The Lyon family owned slaves and buried them within the grave site on an unmarked section which is now known as the African American Cemetery.

== Recent history ==
Recent disputes have focused on whether the Town of Greenwich or neighboring residents are responsible for the graveyard's maintenance. These questions arose after Chris Antonik, the former resident of the James Lyon House who personally cared for the gravesite for over 30 years, passed in 2015. This led to the graveyard to become overrun with weeds.

=== The Stewarts ===
In 2017, a family by the name of Stewart moved into a house neighboring the graveyard, and sought to build a driveway by expanding their plot of land into the nearby gravesite. This caused a lawsuit between the Stewarts and the town of Greenwich over the potential desecration of the unmarked African American burial ground. The Stewarts claimed that in a survey of the land, no remains were found, however historical maps of the cemetery label that section of land as the African-American Cemetery.
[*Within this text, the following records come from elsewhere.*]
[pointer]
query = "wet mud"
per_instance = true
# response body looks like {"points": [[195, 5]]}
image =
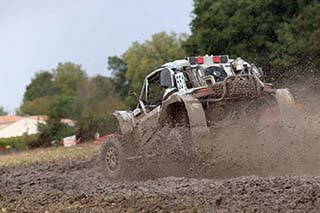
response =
{"points": [[77, 186]]}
=== Result of the lawsuit ===
Teresa Vega is one of the descendants of those buried in the gravesite and has worked to trace African and Native American heritage back to Greenwich and the Byram grave site. She has a blog documenting her findings, the court case, and research.

In a settlement reached in 2018, the three gravesites became the property of the state, and a plaque is to be placed to mark the African American cemetery.

=== Local volunteers ===
Local resident Alex Popp has worked with other volunteers to maintain and upkeep the maintenance of the cemetery and to preserve the history within the gravesite. Popp documents his work in a Facebook group.

=== Funding from the state ===
Ned Lamont, the governor of Connecticut, made an announcement in 2023 that the cemetery would be receiving in funding to restore broken graves and to maintain the site.